J’étais sorti de son bureau confiant dans la capacité des pouvoirs publics à s’emparer de la question.
10 ans plus tard, dans le gris d’un été « pourri », la présidente de la cours de comptes souligne « le manque d’incitation financière adaptées » et « les insuffisances de la politique de contrôle ». Des applaudissements nourris secouent la salle à intervalles réguliers. Tous les participants sont unanimes pour saluer la qualité du travail présenté par les magistrats. C’est le seul petit exploit des pouvoir publics dans ce dossier : avoir réussi à dresser tout le monde contre eux, et à réconcilier, le temps d’une soirée, des parties habituées à s’écharper depuis 10 ans. Qu’a-t-il pu se passer ? Comment expliquer cet échec ?
Les marées vertes sont le résultat d’une eutrophisation des rivières bretonnes. Leurs eaux chargées de nitrates se déversent dans la mer, et viennent nourrir les algues. Dans les baies peu profondes, ou elles peuvent bénéficier de la lumière du soleil, les ulves se développent alors de manière extrêmement rapide.
Il y a 10 ans, les pieds dans les algues, Ollivro et Le Lay, tremblant de colère, pointaient du doigt les responsables des excédents de nitrates : l’agriculture bretonne, et surtout les élevages industriels de porcs. 90% des nitrates trouvées dans les rivières bretonnes sont d’origine agricole.
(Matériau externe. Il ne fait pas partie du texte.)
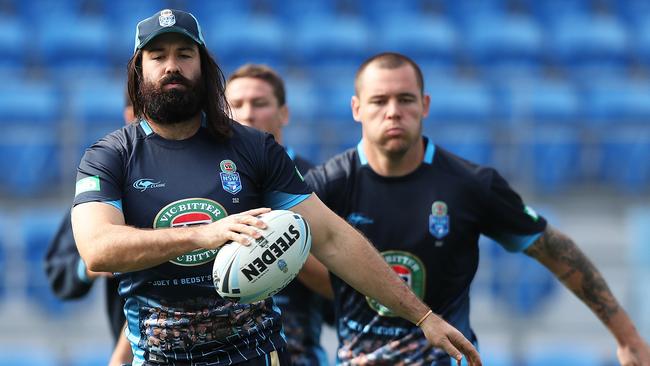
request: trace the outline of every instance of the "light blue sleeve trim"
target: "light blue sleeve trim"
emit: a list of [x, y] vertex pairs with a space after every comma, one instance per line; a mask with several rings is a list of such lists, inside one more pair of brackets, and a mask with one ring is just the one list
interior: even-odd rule
[[264, 206], [274, 210], [288, 210], [309, 198], [311, 194], [291, 194], [273, 191], [264, 195]]
[[291, 160], [296, 160], [296, 152], [293, 151], [291, 147], [285, 146], [284, 151], [287, 152], [287, 155], [289, 155], [289, 158], [291, 158]]
[[151, 126], [149, 126], [149, 122], [145, 120], [140, 121], [140, 127], [142, 127], [142, 130], [144, 131], [147, 136], [151, 135], [153, 133], [153, 130], [151, 129]]
[[117, 200], [117, 201], [105, 201], [104, 203], [107, 203], [118, 210], [122, 211], [122, 200]]
[[366, 154], [363, 152], [363, 140], [359, 141], [357, 144], [357, 154], [359, 155], [359, 160], [361, 161], [361, 165], [368, 165], [368, 158], [366, 158]]
[[83, 259], [79, 258], [79, 262], [77, 262], [77, 277], [81, 280], [83, 283], [92, 283], [93, 280], [88, 278], [88, 273], [86, 272], [86, 262], [84, 262]]
[[497, 243], [501, 244], [509, 252], [522, 252], [542, 236], [542, 232], [532, 235], [501, 235], [492, 237]]

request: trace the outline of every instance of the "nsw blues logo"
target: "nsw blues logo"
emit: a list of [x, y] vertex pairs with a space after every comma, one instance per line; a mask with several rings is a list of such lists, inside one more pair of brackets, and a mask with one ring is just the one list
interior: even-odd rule
[[219, 167], [221, 168], [219, 178], [223, 190], [231, 194], [239, 193], [242, 184], [239, 173], [237, 173], [237, 165], [232, 160], [222, 160]]
[[431, 205], [429, 232], [437, 239], [442, 239], [449, 234], [449, 215], [447, 214], [446, 203], [436, 201]]

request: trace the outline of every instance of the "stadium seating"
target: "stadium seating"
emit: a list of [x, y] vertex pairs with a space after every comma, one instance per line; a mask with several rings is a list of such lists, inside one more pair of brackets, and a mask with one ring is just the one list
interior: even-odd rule
[[528, 351], [526, 366], [598, 366], [604, 360], [598, 350], [587, 346], [545, 345]]
[[285, 29], [270, 16], [225, 17], [205, 29], [205, 41], [229, 74], [247, 63], [264, 63], [281, 69], [285, 57]]
[[70, 86], [71, 115], [75, 123], [77, 147], [86, 147], [124, 125], [126, 82], [97, 78]]
[[486, 239], [481, 250], [490, 257], [492, 296], [508, 307], [510, 314], [532, 317], [553, 297], [556, 280], [536, 260], [507, 253], [490, 239]]
[[59, 366], [52, 353], [40, 347], [6, 347], [0, 352], [0, 366]]
[[37, 52], [54, 78], [82, 77], [81, 73], [93, 75], [109, 68], [110, 30], [100, 19], [48, 18], [37, 30]]
[[[401, 52], [427, 69], [449, 71], [456, 67], [456, 28], [447, 19], [438, 16], [396, 15], [376, 29], [377, 52]], [[422, 37], [426, 34], [426, 37]]]
[[578, 78], [623, 74], [631, 63], [626, 28], [613, 16], [559, 17], [548, 46], [555, 65]]
[[598, 178], [636, 193], [650, 183], [650, 86], [630, 79], [586, 84], [589, 127], [600, 152]]
[[465, 48], [475, 66], [491, 76], [534, 76], [543, 71], [543, 33], [522, 15], [475, 18], [466, 25]]
[[308, 17], [291, 34], [288, 59], [312, 74], [335, 76], [369, 57], [368, 27], [357, 17]]
[[650, 338], [650, 247], [647, 239], [650, 237], [650, 207], [633, 206], [625, 213], [627, 223], [627, 236], [630, 243], [627, 260], [632, 266], [629, 276], [630, 300], [626, 309], [635, 321], [641, 336]]
[[20, 18], [3, 19], [0, 23], [0, 69], [25, 68], [28, 61], [27, 32]]
[[25, 211], [19, 218], [19, 230], [23, 240], [23, 254], [27, 267], [27, 296], [41, 311], [61, 314], [69, 309], [50, 290], [44, 271], [47, 247], [66, 214], [67, 209], [36, 208]]

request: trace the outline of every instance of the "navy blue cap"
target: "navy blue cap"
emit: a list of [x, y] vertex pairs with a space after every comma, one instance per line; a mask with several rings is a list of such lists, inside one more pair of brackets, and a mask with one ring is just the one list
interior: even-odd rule
[[201, 26], [194, 15], [182, 10], [164, 9], [138, 23], [133, 52], [163, 33], [180, 33], [200, 45], [205, 44]]

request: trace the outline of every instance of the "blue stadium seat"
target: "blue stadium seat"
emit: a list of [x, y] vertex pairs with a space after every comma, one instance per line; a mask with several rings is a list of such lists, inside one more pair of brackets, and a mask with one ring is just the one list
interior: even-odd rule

Les élevages de porcs bretons sont les héritiers des grands plans de l’après-guerre, quand la France mourrait de faim, et qu’il fallait produire en grande quantité. La Bretagne, terre marquée par la misère et la pauvreté, reçoit la mission de nourrir la France, en développant une agriculture intensive, moderne et performante. De grands programmes de développement de l’agriculture sont lancé. L’Etat sort le carnet de chèque, avant que l’Europe ne prenne le relais avec la PAC. Et ça a marché : dans la deuxième moitié du XXème siècle, les volumes produits augmentent continuellement. Les algues vertes sont le produits des excès de ces années d’espoir et de foi dans le progrès.
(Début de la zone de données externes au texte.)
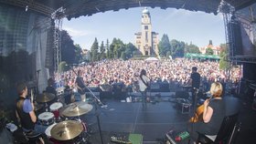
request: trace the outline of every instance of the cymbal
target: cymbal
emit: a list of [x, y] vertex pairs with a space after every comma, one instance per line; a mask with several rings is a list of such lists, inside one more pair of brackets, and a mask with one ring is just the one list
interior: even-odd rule
[[74, 102], [64, 109], [61, 110], [61, 114], [66, 117], [77, 117], [90, 112], [92, 109], [92, 105], [86, 102]]
[[37, 104], [37, 103], [35, 103], [34, 106], [35, 106], [35, 111], [37, 111], [44, 107], [43, 104]]
[[256, 84], [250, 84], [249, 87], [253, 89], [256, 90]]
[[78, 137], [83, 130], [83, 126], [80, 122], [75, 120], [66, 120], [55, 125], [50, 135], [57, 140], [69, 140]]
[[51, 93], [42, 93], [37, 97], [37, 102], [49, 102], [55, 98], [55, 95]]

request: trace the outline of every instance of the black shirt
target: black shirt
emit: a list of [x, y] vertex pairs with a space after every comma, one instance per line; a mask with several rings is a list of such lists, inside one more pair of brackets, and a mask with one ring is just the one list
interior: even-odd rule
[[190, 78], [192, 79], [192, 88], [199, 88], [201, 78], [200, 74], [197, 72], [192, 73]]
[[85, 94], [85, 85], [84, 85], [84, 81], [82, 79], [81, 77], [78, 77], [77, 79], [76, 79], [76, 83], [78, 84], [78, 86], [80, 87], [80, 88], [83, 88], [83, 90], [80, 90], [80, 88], [78, 88], [78, 92], [80, 94], [80, 95], [83, 95]]
[[209, 135], [216, 135], [219, 130], [222, 120], [225, 117], [225, 104], [222, 99], [212, 99], [210, 100], [208, 106], [212, 108], [213, 114], [211, 116], [210, 121], [207, 123], [207, 127], [210, 129]]

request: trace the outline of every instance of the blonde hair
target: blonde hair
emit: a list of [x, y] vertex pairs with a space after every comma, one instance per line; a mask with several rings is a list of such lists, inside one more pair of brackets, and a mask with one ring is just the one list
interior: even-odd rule
[[223, 91], [222, 85], [219, 82], [214, 82], [211, 84], [209, 91], [214, 98], [221, 97]]

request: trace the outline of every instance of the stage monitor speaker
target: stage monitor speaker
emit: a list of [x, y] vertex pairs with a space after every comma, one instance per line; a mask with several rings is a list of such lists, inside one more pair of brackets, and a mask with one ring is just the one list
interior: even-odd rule
[[109, 84], [100, 85], [100, 88], [101, 89], [101, 91], [112, 91], [112, 87]]
[[176, 98], [189, 98], [189, 94], [187, 91], [176, 91]]

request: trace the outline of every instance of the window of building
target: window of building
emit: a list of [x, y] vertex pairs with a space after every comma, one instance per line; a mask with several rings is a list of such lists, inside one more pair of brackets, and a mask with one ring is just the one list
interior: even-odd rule
[[148, 42], [148, 36], [147, 36], [147, 32], [145, 32], [145, 42]]

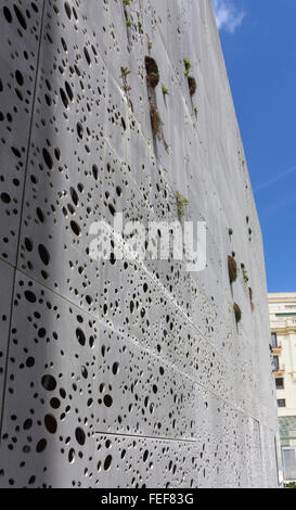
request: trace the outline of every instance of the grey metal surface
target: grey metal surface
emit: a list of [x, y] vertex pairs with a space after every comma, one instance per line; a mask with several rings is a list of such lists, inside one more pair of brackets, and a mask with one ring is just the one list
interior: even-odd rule
[[[133, 0], [130, 28], [119, 0], [0, 7], [0, 485], [276, 486], [261, 234], [210, 2]], [[176, 191], [207, 221], [205, 271], [90, 258], [93, 221], [178, 220]]]

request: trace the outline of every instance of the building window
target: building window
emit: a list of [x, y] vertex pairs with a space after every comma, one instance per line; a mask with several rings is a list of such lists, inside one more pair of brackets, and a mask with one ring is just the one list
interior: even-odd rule
[[271, 346], [278, 347], [278, 339], [276, 339], [276, 333], [271, 333]]
[[276, 386], [276, 390], [284, 390], [284, 378], [276, 378], [275, 386]]

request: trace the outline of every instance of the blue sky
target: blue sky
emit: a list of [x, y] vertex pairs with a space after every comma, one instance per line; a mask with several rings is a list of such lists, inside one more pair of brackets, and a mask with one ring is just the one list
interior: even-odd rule
[[296, 292], [296, 1], [213, 0], [269, 292]]

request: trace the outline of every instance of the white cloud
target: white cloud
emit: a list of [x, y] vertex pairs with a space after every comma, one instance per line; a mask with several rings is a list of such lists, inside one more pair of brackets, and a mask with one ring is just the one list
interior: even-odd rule
[[242, 25], [245, 12], [239, 10], [233, 0], [213, 0], [213, 3], [218, 29], [234, 34], [235, 29]]

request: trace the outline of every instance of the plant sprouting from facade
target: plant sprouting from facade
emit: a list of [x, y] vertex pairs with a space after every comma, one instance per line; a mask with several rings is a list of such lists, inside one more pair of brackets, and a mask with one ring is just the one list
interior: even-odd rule
[[182, 218], [185, 214], [184, 207], [189, 205], [189, 200], [185, 199], [180, 191], [176, 191], [176, 201], [177, 201], [177, 209], [179, 218]]

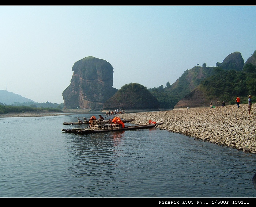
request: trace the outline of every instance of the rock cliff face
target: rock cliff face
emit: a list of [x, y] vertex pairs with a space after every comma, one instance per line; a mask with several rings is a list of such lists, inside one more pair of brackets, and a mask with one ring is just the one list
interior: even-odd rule
[[[249, 59], [252, 60], [251, 61], [254, 60], [252, 57], [248, 60]], [[229, 55], [224, 59], [221, 66], [225, 70], [233, 69], [240, 71], [242, 70], [244, 65], [241, 53], [239, 52], [235, 52]], [[203, 80], [203, 79], [200, 80]], [[174, 106], [174, 108], [209, 107], [211, 103], [214, 106], [221, 106], [221, 102], [219, 101], [208, 100], [208, 97], [205, 96], [197, 87], [181, 99]]]
[[254, 51], [253, 54], [245, 62], [245, 64], [251, 64], [256, 65], [256, 50]]
[[70, 84], [62, 96], [67, 108], [99, 108], [118, 91], [113, 88], [113, 67], [105, 60], [89, 56], [72, 67]]
[[226, 70], [235, 70], [241, 71], [244, 65], [242, 54], [239, 52], [235, 52], [227, 55], [223, 60], [222, 66]]

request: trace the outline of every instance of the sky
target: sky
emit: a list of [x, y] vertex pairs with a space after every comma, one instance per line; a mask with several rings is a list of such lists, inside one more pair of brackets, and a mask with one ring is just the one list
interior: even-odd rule
[[0, 6], [0, 90], [63, 103], [72, 67], [114, 68], [113, 87], [174, 83], [197, 64], [256, 50], [255, 6]]

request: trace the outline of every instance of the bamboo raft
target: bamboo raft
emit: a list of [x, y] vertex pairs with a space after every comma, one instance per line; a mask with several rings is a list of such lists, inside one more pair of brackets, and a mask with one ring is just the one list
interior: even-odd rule
[[[74, 124], [89, 124], [90, 123], [90, 120], [87, 120], [86, 118], [84, 117], [83, 118], [84, 119], [84, 120], [83, 121], [80, 119], [78, 117], [78, 122], [64, 122], [63, 123], [64, 125], [74, 125]], [[133, 122], [135, 119], [128, 119], [127, 120], [122, 120], [123, 122], [124, 123], [128, 122]]]
[[93, 133], [109, 132], [116, 131], [126, 131], [128, 130], [136, 130], [137, 129], [152, 128], [162, 124], [163, 122], [151, 123], [146, 124], [134, 125], [125, 126], [123, 127], [122, 124], [113, 124], [109, 122], [104, 123], [104, 121], [99, 121], [96, 124], [91, 125], [90, 129], [62, 129], [63, 132], [73, 134], [86, 134]]

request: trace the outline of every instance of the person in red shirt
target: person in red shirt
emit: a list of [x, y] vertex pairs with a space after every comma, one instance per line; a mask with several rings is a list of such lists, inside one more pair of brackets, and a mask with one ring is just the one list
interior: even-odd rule
[[237, 102], [237, 108], [239, 108], [240, 106], [239, 104], [240, 104], [240, 98], [237, 96], [237, 99], [236, 99], [235, 102]]

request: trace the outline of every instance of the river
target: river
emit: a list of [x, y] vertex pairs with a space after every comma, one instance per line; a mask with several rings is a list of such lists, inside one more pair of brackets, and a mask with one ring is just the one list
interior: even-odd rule
[[93, 115], [0, 118], [0, 197], [256, 196], [255, 154], [158, 129], [61, 131]]

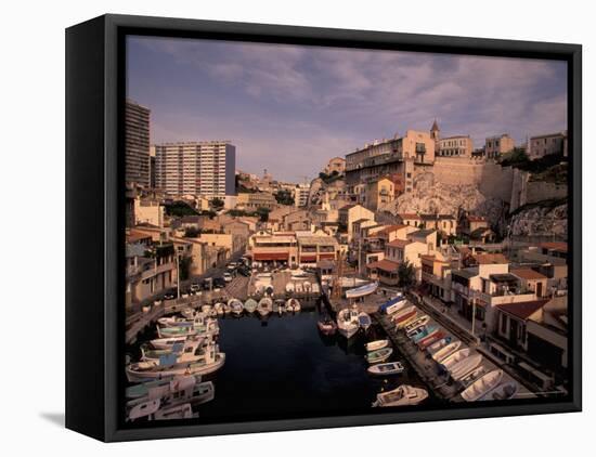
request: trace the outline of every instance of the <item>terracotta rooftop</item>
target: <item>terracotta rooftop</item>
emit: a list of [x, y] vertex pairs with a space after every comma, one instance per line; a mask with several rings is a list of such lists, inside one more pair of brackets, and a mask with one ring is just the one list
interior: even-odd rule
[[500, 304], [498, 309], [507, 314], [526, 321], [546, 303], [548, 303], [548, 300], [521, 301], [518, 303]]
[[546, 276], [543, 274], [533, 271], [532, 269], [516, 269], [511, 270], [511, 274], [515, 274], [518, 277], [523, 279], [546, 279]]
[[552, 249], [556, 251], [567, 252], [567, 243], [565, 241], [541, 243], [539, 246], [544, 249]]
[[502, 253], [477, 253], [472, 256], [474, 259], [478, 262], [479, 265], [488, 265], [491, 263], [509, 263], [507, 258]]
[[389, 273], [397, 272], [399, 266], [400, 264], [398, 262], [392, 262], [387, 259], [383, 259], [377, 262], [372, 262], [366, 265], [367, 269], [379, 269]]
[[407, 239], [393, 239], [391, 243], [388, 243], [387, 246], [392, 248], [404, 248], [407, 245], [411, 245], [413, 241]]

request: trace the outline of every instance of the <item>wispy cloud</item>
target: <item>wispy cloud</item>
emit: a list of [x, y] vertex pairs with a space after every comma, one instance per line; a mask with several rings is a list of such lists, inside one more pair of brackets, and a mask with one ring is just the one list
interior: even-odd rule
[[516, 140], [565, 129], [561, 62], [132, 38], [129, 94], [152, 140], [225, 138], [238, 164], [282, 179], [406, 129]]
58% des porcs français sont bretons. Ca fait beaucoup de cochons, plus de 7,6 millions. L’immense majorité de ces animaux sont élevés sur caillebotis, une méthode venue de Hollande. Les porcs vivent sur des croisillons de béton ou de plastiques, sans paille. L’objectif est de laisser passer les déjection des bêtes, qui ainsi restent propres. Recueillies dans de grandes cuves bétonnées, ces déjections sont ensuite répandues sur les champs, où elles servent de fertilisant. Le problème, c’est qu’elles sont chargées d’azote qui, en s’oxydant, se transforme en nitrates. Et comme il y a beaucoup de porcs, il y a beaucoup de lisier, et donc beaucoup de nitrates – trop pour que, dans les champs, les plantes arrivent à tout pomper. Les excédents s’infiltrent dans les sols, et, par ruissellement, rejoignent les rivières. Au moment du lancements des plans algues verts en 2010, le taux moyen de nitrate dans les rivières bretonnes atteignaient les 40 mg/L, avec des pics à 80 milligrammes dans certains cas. De quoi faire la joie des algues vertes.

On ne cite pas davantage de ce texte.